Derrière
Durée : 1h20
Infos & réservation
Thème
Nicolas Chaigneau et Claire Laureau transforment le ratage, le vide et l’accident en un spectacle aussi drôle qu’inclassable. Une étonnante leçon de théâtre où, finalement, c’est le spectateur qui fait le travail.
Tout commence par une répétition qui ne devrait pas être une histoire. Nicolas veut présenter un solo de danse « puissant » et Claire doit simplement lancer la musique. Mais rien ne fonctionne : mauvaise manipulation de l’ordinateur, mauvais timing, incompréhension, énervement… Le solo ne commence jamais vraiment. Ou plutôt, il commence sans cesse et échoue aussitôt.
C’est le point de départ de Derrière, deuxième volet du diptyque Le Vide, après Les Galets au Tilleul (...) – également à l’Atelier jusqu’au 14 novembre. L’idée est aussi simple qu’audacieuse : que peut-on faire avec le rien, avec le raté, avec ce qui normalement devrait être coupé au montage ?
Les deux artistes prennent à rebours les règles habituelles du spectacle. Ici, les accidents deviennent la matière même de la représentation : scène dansée interrompue, problèmes techniques, clown, meurtre, catastrophe, participation du public… La pièce avance par bifurcations et surprises.
Et surtout, les interprètes ne parlent pas réellement. Leurs voix sont enregistrées puis diffusées, tandis que leurs corps reproduisent les mouvements correspondant aux paroles. Ce décalage entre le son et le geste crée une étrange mécanique, à la fois burlesque et fascinante.
Points forts
Derrière ne ressembler à rien de connu. Danse, théâtre, mime, clown, performance : les catégories se mélangent sans jamais vraiment se fixer. Et c’est pourquoi il répond au premier bienfait du spectacle vivant : nous surprendre.
Le spectacle lance un défi (risqué ?) : parier sur intelligence des spectateurs. Derrière le gag se cache une réflexion particulièrement fine sur le théâtre : qu’est-ce qui fait croire à une histoire ? Jusqu’où suffit-il de suggérer pour que le public invente le reste ? La pièce révèle au passage la puissance de nos mécanismes de croyance.
Le duo (ils ont conçu, mis en scène et interprètent le spectacle) fonctionne à merveille. Nicolas Chaigneau et Claire Laureau exploitent leurs différences physiques, leurs maladresses et leurs silences avec une précision remarquable. Car derrière l’apparente improvisation se cache une inventivité sonore et visuelle, une mécanique parfaitement maîtrisée, un humour fin et léger qui irrigue tout le spectacle.
Quelques réserves
- Ce qui pourrait constituer des réserves : les ruptures, les changements de registre, les situations absurdes et cette profusion d’idées, qui pourraient donner l’impression d’un propos décousu, reposent en fait sur la complicité avec le public. Comme elle est totale, ces réserves seront finalement à ranger dans la catégorie des points forts !
Encore un mot...
Le charme de cette proposition est de nous rappeler que le spectacle vivant n’est pas seulement ce qui est montré, c’est aussi ce que le spectateur imagine.

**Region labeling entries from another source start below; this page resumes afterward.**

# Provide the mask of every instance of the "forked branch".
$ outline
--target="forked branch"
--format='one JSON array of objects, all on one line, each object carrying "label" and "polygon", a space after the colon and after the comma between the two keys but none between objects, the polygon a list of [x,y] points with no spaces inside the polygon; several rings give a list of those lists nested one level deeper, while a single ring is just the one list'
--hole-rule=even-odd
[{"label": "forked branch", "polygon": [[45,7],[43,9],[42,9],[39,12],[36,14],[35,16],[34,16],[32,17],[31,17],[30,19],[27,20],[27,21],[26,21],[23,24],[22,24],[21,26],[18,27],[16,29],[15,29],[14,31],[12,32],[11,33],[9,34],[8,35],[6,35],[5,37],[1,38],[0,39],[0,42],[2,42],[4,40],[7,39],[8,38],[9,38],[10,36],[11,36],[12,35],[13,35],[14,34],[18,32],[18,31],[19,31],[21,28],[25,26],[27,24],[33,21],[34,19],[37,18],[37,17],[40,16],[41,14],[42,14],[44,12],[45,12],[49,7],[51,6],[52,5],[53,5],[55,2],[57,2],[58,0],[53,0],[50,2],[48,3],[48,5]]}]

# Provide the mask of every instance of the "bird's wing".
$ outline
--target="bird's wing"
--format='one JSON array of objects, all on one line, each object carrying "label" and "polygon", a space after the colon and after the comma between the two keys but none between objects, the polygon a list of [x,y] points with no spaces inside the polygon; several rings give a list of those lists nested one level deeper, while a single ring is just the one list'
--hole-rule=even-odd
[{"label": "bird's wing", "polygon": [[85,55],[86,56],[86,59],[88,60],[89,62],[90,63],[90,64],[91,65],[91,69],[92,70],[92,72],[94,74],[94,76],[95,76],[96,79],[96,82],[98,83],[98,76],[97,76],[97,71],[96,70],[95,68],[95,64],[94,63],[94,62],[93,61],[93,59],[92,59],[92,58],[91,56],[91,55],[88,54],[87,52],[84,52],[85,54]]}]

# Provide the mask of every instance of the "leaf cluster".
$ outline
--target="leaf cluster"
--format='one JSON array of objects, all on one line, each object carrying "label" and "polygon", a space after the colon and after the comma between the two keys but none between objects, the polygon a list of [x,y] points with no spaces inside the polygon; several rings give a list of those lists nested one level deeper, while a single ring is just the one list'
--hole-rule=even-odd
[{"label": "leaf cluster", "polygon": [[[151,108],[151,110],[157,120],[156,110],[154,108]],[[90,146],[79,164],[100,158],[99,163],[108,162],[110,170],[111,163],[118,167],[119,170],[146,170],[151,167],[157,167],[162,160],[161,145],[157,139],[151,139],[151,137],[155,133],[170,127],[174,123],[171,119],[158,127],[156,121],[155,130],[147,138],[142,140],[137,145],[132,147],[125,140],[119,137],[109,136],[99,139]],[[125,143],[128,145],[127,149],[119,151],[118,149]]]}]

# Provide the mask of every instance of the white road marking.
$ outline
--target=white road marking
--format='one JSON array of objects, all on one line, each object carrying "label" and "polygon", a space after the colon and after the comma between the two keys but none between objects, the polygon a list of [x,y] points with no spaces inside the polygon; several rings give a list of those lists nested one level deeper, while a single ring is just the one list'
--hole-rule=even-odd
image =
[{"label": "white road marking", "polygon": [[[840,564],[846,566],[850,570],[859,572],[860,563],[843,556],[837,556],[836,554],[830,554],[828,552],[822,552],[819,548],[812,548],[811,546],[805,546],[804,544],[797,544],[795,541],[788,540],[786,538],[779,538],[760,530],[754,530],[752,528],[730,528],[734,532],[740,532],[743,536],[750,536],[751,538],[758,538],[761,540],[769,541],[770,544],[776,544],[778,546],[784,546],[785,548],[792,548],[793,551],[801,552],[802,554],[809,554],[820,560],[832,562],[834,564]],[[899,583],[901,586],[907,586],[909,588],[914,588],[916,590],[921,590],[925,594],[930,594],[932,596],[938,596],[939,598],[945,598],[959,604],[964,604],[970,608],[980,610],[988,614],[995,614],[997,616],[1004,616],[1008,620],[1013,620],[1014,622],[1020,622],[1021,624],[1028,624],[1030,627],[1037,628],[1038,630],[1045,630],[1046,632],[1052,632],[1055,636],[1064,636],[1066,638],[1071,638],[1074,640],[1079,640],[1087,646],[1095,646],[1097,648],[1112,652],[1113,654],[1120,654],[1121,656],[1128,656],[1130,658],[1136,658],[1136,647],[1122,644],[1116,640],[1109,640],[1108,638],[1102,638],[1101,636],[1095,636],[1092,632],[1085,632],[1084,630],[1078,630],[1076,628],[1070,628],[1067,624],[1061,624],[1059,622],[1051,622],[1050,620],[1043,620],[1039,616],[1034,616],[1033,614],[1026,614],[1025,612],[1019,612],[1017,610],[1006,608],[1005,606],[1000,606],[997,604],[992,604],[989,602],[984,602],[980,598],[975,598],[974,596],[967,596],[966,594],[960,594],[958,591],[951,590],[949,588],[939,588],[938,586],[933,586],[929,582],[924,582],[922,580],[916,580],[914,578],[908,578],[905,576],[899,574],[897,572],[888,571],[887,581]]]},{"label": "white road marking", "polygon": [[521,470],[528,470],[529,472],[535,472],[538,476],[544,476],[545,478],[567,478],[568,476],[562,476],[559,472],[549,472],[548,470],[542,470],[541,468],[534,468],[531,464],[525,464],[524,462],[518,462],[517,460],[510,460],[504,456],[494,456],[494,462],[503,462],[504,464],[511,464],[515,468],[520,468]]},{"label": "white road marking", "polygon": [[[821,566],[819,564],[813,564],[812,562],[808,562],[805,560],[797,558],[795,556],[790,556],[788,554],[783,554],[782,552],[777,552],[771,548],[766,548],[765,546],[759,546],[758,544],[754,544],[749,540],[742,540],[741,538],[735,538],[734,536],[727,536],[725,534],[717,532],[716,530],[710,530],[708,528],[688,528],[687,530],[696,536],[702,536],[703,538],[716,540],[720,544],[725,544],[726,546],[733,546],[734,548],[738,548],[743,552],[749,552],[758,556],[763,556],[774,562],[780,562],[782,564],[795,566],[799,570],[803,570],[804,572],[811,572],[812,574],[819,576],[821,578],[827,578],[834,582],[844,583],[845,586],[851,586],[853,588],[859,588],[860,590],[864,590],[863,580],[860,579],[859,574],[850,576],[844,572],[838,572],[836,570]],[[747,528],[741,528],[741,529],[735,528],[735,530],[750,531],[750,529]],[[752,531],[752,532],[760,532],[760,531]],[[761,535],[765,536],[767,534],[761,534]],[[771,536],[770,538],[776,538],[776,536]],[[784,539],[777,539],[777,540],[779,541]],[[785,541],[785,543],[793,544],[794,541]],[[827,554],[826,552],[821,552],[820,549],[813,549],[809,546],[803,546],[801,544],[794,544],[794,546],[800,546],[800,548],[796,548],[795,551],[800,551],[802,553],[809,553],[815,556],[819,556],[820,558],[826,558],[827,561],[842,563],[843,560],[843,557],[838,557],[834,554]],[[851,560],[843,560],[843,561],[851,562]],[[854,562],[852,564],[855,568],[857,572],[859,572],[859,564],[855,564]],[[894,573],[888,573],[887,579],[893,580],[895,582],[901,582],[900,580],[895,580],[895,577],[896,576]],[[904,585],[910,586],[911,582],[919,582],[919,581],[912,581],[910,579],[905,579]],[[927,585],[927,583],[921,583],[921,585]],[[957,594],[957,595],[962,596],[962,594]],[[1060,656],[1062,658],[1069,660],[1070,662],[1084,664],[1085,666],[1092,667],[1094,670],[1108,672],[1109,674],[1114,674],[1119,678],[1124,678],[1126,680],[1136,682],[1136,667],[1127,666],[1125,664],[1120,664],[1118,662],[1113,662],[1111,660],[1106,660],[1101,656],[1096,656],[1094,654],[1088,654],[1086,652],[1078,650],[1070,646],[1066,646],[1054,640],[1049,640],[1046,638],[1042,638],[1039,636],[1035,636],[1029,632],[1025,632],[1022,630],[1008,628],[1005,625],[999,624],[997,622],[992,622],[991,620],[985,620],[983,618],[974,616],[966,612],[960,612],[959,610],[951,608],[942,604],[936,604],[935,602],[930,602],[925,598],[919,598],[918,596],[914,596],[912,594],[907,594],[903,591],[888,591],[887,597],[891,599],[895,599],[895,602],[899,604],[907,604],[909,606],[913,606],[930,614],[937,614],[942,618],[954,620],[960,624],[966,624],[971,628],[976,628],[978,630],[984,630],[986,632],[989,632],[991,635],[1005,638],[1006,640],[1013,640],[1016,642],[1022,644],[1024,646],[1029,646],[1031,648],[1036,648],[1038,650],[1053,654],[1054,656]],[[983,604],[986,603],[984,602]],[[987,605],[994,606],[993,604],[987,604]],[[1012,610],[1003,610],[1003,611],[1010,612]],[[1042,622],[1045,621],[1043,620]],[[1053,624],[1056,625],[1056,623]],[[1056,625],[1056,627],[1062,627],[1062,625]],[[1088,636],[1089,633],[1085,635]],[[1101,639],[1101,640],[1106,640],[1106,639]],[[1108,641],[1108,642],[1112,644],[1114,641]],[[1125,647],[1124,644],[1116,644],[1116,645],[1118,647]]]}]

Le pari était risqué : faire rire avec des échecs, captiver avec du vide, créer de l’émotion avec presque rien. Pari gagné. À Avignon, la pièce a été remarquée comme l’une des révélations du Off 2025 et revient aujourd’hui au Théâtre de l’Atelier.
Une phrase
- « Aucun son ne sort de notre bouche, tout s’entend. »
L'auteur
Formés tous deux à la danse contemporaine, Nicolas Chaigneau et Claire Laureau se rencontrent en 2013 au sein de la compagnie havraise La BaZooKa. Leur complicité et leur goût commun pour l’humour les conduisent à créer la compagnie Pjpp en 2015.
Nicolas Chaigneau, formé notamment aux Beaux-Arts de Rouen, puis auprès de Peter Goss, Philippe Tréhet, et au studio Cunningham à New York, développe parallèlement un travail de chorégraphe et d’interprète.
Claire Laureau, formée aux conservatoires de Caen et Lyon puis au CNSMD de Paris, a travaillé avec de nombreux chorégraphes avant de codiriger Pjpp avec Nicolas.
Ensemble, ils ont créé notamment Les Déclinaisons de la Navarre, Les Galets au Tilleul (...), Les Visites Mal Guidées et Derrière. Depuis 2026, Nicolas dirige seul la compagnie, tandis que Claire poursuit son parcours d’interprète et ses recherches personnelles.